Je reprends ainsi la plume après un arrêt sur image de plusieurs semaines, non pas par faute d’idées ni par manque d’envie mais plus par faute de temps disponible pour faire danser les mots, le temps libérateur de se poser pour l’écriture.

Les écouter est chaque fois une expérience particulière, immersive. Dès les premiers accords, on reconnaît bien le style d’Echo Says Echo dont un billet sur Bokeh Me Not présente déjà l’univers ici.

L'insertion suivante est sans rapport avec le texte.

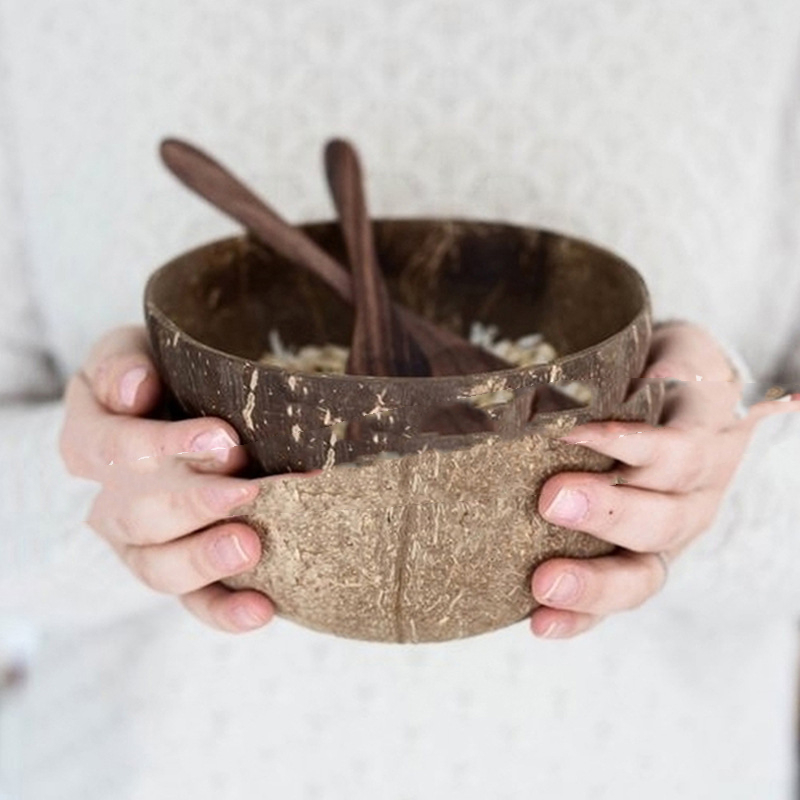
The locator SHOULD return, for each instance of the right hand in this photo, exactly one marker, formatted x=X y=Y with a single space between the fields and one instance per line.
x=166 y=487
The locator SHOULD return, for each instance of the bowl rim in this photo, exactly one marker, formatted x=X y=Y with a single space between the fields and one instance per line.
x=556 y=366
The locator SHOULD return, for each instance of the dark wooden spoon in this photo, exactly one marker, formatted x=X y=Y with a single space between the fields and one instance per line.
x=381 y=344
x=447 y=353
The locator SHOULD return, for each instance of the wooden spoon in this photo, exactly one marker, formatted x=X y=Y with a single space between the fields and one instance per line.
x=447 y=353
x=381 y=345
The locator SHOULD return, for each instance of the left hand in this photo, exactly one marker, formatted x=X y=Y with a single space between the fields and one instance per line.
x=663 y=493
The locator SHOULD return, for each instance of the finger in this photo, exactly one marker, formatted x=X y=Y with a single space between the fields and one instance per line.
x=93 y=439
x=700 y=392
x=155 y=513
x=657 y=458
x=551 y=623
x=636 y=519
x=232 y=612
x=121 y=373
x=599 y=586
x=195 y=561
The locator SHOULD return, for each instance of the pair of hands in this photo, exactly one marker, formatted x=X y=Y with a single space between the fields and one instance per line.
x=167 y=487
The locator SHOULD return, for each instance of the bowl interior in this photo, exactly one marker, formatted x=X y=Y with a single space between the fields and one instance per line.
x=231 y=294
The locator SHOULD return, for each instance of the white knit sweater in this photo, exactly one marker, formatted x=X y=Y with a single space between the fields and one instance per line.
x=668 y=130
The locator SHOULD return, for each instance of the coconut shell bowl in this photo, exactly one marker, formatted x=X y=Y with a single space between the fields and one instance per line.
x=402 y=533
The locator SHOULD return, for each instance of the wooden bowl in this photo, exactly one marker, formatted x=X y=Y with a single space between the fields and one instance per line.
x=438 y=541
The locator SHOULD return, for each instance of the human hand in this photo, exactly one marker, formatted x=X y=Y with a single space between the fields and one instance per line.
x=165 y=486
x=664 y=492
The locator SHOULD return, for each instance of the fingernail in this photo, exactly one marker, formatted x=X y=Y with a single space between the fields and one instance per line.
x=553 y=630
x=225 y=499
x=567 y=507
x=229 y=553
x=564 y=589
x=129 y=385
x=217 y=441
x=245 y=618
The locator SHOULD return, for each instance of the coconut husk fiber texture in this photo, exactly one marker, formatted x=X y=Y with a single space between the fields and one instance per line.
x=405 y=535
x=427 y=547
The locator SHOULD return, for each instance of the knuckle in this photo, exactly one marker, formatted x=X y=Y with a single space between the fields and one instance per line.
x=201 y=558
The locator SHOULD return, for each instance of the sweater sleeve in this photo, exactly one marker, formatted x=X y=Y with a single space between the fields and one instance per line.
x=53 y=569
x=748 y=565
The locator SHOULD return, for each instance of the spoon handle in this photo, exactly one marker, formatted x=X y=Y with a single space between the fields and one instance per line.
x=381 y=345
x=220 y=187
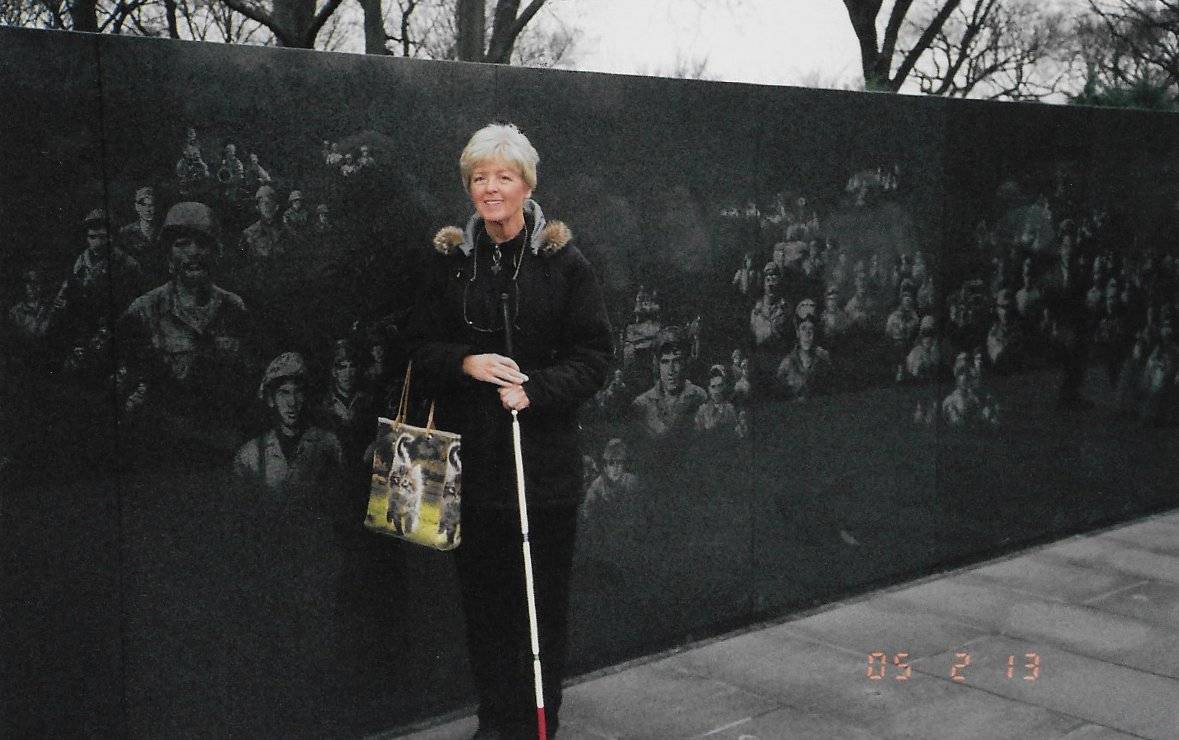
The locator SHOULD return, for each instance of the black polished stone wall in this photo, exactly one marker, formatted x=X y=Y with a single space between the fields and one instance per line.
x=150 y=590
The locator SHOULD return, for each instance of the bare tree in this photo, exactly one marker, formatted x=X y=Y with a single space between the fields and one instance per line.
x=507 y=22
x=1010 y=50
x=292 y=22
x=1131 y=46
x=877 y=55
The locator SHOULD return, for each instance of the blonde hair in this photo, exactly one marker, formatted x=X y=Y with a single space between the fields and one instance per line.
x=500 y=141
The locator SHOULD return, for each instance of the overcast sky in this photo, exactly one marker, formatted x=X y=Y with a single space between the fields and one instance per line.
x=772 y=41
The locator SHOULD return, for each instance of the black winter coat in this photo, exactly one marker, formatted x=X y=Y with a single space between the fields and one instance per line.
x=561 y=338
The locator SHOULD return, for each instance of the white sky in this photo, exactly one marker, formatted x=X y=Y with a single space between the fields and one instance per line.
x=771 y=41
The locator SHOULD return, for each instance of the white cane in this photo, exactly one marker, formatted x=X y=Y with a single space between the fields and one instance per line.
x=522 y=501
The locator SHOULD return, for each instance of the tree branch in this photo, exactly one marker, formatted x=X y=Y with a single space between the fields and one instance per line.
x=259 y=15
x=504 y=37
x=317 y=22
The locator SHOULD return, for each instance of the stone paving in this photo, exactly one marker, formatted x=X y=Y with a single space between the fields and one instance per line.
x=1077 y=640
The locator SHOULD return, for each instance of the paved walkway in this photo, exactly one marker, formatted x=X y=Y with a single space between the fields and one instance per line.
x=1078 y=639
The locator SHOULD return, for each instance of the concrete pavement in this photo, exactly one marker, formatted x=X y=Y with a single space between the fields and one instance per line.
x=1073 y=640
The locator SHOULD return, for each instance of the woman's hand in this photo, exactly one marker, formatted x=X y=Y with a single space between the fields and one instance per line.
x=494 y=369
x=514 y=398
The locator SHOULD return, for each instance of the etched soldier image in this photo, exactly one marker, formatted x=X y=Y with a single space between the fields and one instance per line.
x=264 y=238
x=718 y=415
x=926 y=356
x=1111 y=337
x=862 y=308
x=1005 y=338
x=31 y=318
x=323 y=219
x=968 y=405
x=331 y=157
x=103 y=281
x=667 y=409
x=769 y=321
x=1160 y=377
x=613 y=508
x=256 y=176
x=613 y=401
x=807 y=370
x=139 y=238
x=192 y=177
x=640 y=335
x=901 y=326
x=346 y=409
x=738 y=376
x=616 y=484
x=292 y=457
x=186 y=339
x=364 y=160
x=1028 y=298
x=230 y=173
x=834 y=319
x=746 y=278
x=296 y=218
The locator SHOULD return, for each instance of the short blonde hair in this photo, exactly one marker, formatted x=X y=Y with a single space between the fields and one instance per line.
x=500 y=141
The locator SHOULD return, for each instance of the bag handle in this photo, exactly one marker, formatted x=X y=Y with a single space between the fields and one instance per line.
x=403 y=404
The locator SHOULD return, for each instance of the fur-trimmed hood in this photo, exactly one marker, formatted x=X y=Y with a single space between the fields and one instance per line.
x=547 y=237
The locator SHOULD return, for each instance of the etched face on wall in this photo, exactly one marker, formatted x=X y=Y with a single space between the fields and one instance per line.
x=287 y=400
x=191 y=261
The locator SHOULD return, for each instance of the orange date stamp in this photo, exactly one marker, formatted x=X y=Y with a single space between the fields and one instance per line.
x=897 y=667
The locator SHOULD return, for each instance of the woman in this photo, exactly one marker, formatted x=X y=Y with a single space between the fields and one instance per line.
x=561 y=350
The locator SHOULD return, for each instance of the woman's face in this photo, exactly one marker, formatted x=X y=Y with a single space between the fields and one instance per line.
x=498 y=190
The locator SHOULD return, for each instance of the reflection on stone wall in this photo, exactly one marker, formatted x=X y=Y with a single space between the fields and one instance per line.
x=841 y=358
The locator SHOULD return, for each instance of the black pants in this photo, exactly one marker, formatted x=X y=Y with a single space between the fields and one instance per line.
x=491 y=575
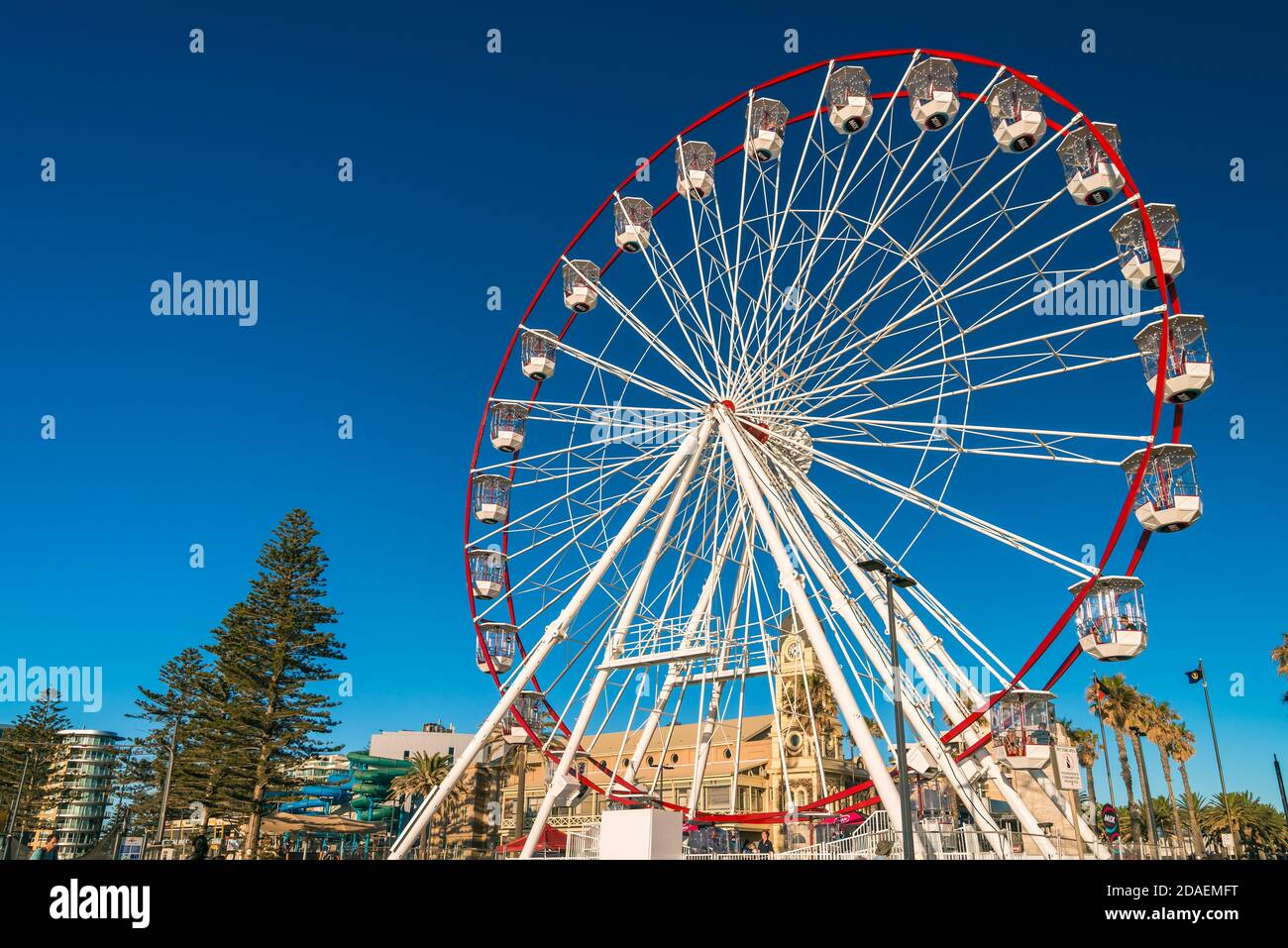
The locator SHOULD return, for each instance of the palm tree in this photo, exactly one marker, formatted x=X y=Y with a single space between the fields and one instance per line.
x=1280 y=656
x=426 y=772
x=1116 y=710
x=1085 y=743
x=1162 y=732
x=1183 y=749
x=1260 y=827
x=1142 y=712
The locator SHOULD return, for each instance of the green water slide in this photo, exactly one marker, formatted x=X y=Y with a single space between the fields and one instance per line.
x=372 y=780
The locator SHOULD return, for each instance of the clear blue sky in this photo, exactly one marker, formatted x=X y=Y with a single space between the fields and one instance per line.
x=373 y=304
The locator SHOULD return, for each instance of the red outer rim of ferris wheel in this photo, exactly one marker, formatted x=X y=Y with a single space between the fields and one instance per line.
x=1171 y=307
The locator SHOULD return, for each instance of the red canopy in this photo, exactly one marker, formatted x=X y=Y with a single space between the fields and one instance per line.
x=550 y=840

Au bord du monde, plusieurs atmosphères se fondent, se confondent. Pause propose cinq morceaux qui vous prennent et ne laissent pas les connaisseurs du genre indifférents.

Je ne saurai vous dire le nombre d’écoutes.

Quand on est fan, on ne compte plus surtout que j’ai découvert ces morceaux il y a déjà plusieurs mois tel un film diffusé à huis clos en avant-première dont on tait presque l’existence pour mieux en savourer la quintessence lorsque sa projection est annoncée. Pause est sorti le 24 juin 2021 chez le label Fluttery Records.

La plage d’écoute propose cinq morceaux au premier abord très différents mais dont le décalage assure une cohérence à l’ensemble. En effet,  il y a ce fil d’Ariane qui nous permet de ne pas être complètement perdu dans les abysses. Il s’agit de la signature sonore si caractéristique d’Echo Says Echo .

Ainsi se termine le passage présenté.